Nispeten azalma görülmesi bir dijital mücadelenin olduğu anlamına gelse de bu mücadelede etkin yaptırım ve caydırıcı ceza, yeterince iş görmüyor. Zira böyle olsaydı yurt içi korsan kumarhaneler ve yurt dışı Kıbrıs ile özellikle Gürcistan’a bu gayeye binaen tatil, ticari veya turizm adı altında gidişler bu derece sık olmazdı. Sosyal medyada yazılanlara göre özellikle emekli asker hanımları, çete mensupları, kara para aklayıcıları bu işlerde önde gelenlerdir.

Türkiye’nin dijitalde, Kuzey Kıbrıs’ın ise fiiliyatta oynattığı kumar sevdası, dünyada bağımlılığın gittikçe yükseldiği bir zaman diliminde bizi üçüncü sıraya yükseltebilecek düzeyde oynanıyor. Las Vegas’ın adı çıksa da İtalya ve Singapur üst sıralarda olsa da İngiltere iyi kazansa da maalesef Türkiye kumar oynatmada üçüncü sırada yarışıyor.

65 yaşında olup ölen biri, yirmili yaşlarda kumara bulaşmıştı. 40 yıl boyunca bir türlü kopamadı bu bağımlılıktan. İnsanlığı iyi olsa da yakınlarına ve çevresine karşı hep bir mahcubiyet duydu. Hep suçluluk psikolojisiyle farklı şekillerde bağımlılığını örtmeye çalıştı. Son anlarına dek bunu ölüm döşeğinde bile hissettirdi. Lakin bir türlü bırakmak nasip olmadı.

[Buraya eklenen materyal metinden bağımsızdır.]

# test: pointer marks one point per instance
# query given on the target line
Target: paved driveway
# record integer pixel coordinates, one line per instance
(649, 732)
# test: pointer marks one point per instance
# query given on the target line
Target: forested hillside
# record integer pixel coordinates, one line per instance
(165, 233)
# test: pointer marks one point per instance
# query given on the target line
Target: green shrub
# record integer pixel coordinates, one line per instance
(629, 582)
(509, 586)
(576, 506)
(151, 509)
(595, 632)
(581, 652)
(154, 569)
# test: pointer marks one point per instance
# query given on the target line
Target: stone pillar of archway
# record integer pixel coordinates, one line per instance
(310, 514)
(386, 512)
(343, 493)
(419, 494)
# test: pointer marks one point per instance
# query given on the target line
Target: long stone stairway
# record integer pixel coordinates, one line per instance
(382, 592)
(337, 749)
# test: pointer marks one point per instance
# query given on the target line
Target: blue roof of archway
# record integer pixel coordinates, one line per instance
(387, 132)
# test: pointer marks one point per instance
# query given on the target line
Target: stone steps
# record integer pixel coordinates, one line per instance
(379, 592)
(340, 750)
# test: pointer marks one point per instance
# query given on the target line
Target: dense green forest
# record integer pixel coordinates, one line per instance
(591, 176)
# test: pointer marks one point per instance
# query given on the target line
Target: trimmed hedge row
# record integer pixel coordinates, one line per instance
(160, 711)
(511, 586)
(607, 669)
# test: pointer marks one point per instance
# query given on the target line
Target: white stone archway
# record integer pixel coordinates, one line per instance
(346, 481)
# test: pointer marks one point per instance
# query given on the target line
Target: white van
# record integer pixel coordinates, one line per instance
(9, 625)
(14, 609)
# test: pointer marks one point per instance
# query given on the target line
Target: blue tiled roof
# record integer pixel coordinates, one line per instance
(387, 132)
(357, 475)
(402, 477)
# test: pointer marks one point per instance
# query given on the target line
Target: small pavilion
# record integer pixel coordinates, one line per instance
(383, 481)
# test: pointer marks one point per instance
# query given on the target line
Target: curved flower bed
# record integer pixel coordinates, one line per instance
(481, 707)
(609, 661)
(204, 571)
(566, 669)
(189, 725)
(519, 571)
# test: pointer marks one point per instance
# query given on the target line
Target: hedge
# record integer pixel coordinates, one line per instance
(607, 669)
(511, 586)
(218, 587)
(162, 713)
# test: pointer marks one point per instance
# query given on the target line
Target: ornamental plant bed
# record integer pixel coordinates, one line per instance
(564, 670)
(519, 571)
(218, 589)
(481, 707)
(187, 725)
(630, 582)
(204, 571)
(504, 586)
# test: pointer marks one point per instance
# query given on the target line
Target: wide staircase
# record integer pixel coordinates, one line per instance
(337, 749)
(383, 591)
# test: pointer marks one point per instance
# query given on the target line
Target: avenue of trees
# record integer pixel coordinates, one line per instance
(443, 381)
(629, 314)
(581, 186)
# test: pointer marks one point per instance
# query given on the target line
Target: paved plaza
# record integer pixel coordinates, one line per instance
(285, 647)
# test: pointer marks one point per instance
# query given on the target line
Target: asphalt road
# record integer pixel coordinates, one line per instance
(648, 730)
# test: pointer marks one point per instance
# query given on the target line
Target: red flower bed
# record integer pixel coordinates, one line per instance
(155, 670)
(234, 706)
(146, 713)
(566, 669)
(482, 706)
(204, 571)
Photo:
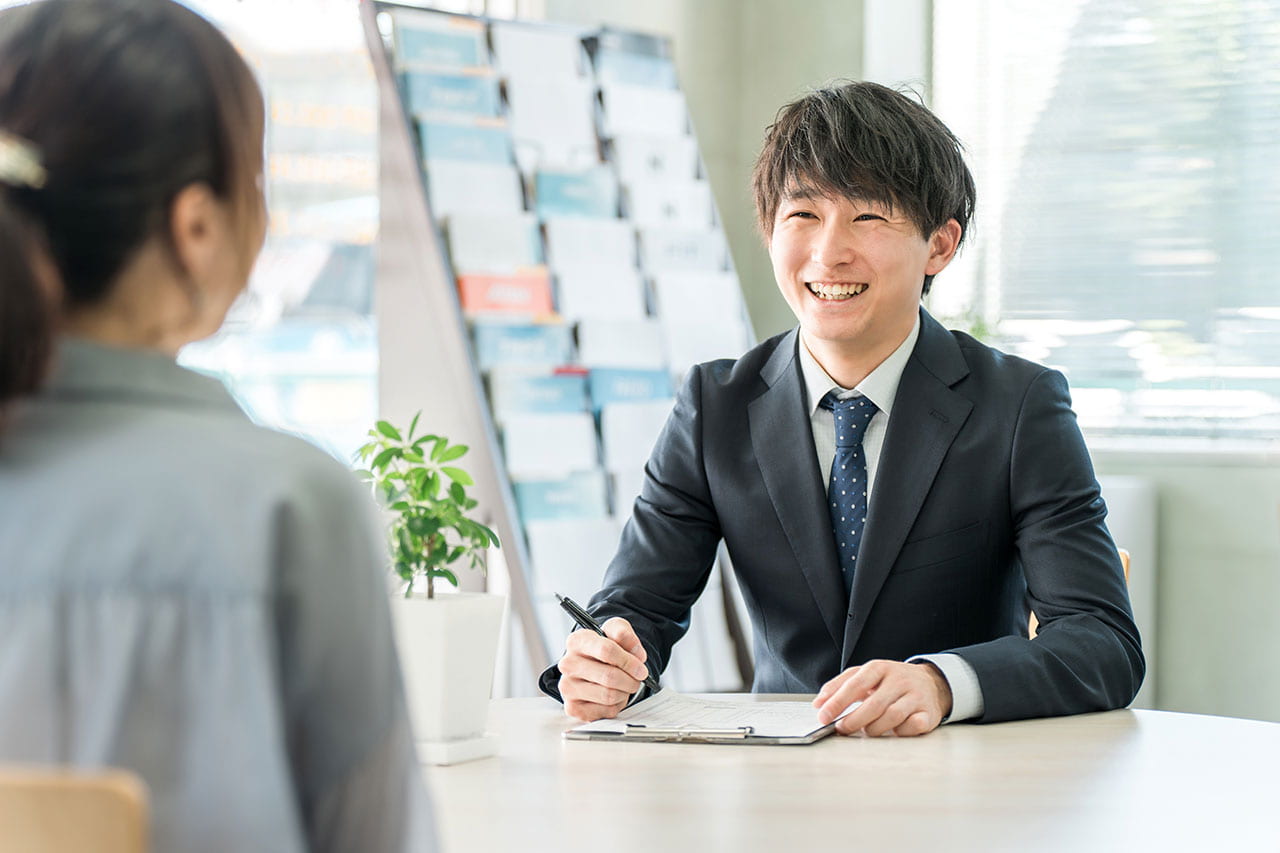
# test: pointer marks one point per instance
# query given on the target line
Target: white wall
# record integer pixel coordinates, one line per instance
(1219, 579)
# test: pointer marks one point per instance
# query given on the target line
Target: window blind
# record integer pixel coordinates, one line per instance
(1128, 164)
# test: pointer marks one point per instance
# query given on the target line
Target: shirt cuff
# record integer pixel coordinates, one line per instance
(965, 692)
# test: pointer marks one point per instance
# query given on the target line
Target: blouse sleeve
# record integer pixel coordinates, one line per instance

Kötü alışkanlıklar yeni dikilen fidan gibidir. Sen gençken güçlüsün ve onu sökebilecek güçtesin. Erteledikçe güçten düşerek ihtiyar olacaksın. O alışkanlık da kök salıp topraktan sökemeyeceğin kadar sağlam bir ağaç olur. Bir gün balta ile kessen dahi bir yerden kökü filizlenebilir. Bunun olmamasında en etkili güç, tövbe silahıdır.

Devletin de tövbesi vatandaşını kötü alışkanlıklardan koruyacak derecede etkin ve caydırıcı kanunlarla fiiliyatta yer almasıdır. Reklam ve propagandasını “Milli” diyerek yapmamasıdır.